Investment Manager's Review
Performance
Continental European smaller company share prices registered strong gains in the
first six months of 2005. The HSBC Smaller Europe (ex UK) Index climbed by 20.1
per cent in Euro total return* terms over the period, almost double the return
recorded by the equivalent large capitalisation index. After briefly dipping in
March and April, share prices resumed their upwards trend towards the end of the
first half. Instrumental in the late spring move was a temporary fall in oil
prices and a resurgence in the value of the US dollar. These factors outweighed
news of disappointing economic growth rates across continental Europe in the
first quarter of 2005 with both Italy and now the Netherlands in technical
recession. Another mitigating factor was the company results season which lived
up to best expectations. Despite the risks posed to companies' cost base from
the dramatically higher prices for oil and other basic raw materials, margins
continue to benefit from earlier cost cutting and negligible wage inflation.

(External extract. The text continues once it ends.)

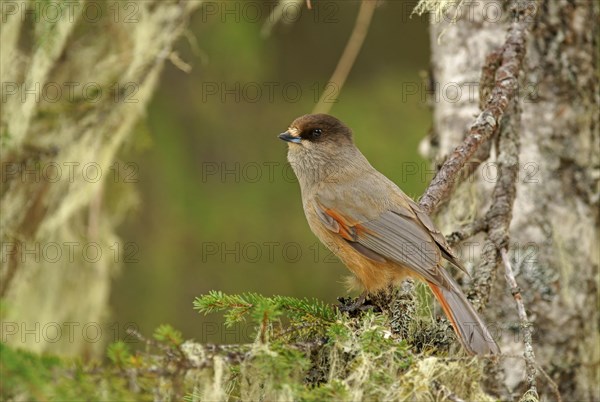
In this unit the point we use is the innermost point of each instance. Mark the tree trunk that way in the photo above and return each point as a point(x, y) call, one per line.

Further support for the small and mid-sized asset class came from a marked
increase in takeover activity both from private equity houses and corporate
buyers.
The net asset value of European Assets Trust rose by 19.2 per cent in Euro total
return* terms over the first six months of 2005. Several recent additions to
the Trust's portfolio made particularly noteworthy gains over the period.

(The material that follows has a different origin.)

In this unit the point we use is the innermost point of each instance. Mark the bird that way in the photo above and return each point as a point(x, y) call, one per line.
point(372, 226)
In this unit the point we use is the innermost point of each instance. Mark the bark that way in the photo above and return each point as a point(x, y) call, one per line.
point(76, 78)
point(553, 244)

Spanish-based Fadesa rose by 68% in Euro total return* terms, benefiting from
earnings upgrades and broader broker coverage. This innovative developer of
residential property now ranks among the larger holdings in the Trust's
portfolio. The higher oil price helped French company, Groupe Bourbon to a gain
of 59% in the first six months of 2005. Its oil platform service and
maintenance vessels are expected to profit from a likely increase in exploration
and production activity. Another strong performer was Italian civil engineering
firm Astaldi which published an aggressive but convincing business plan to 2009.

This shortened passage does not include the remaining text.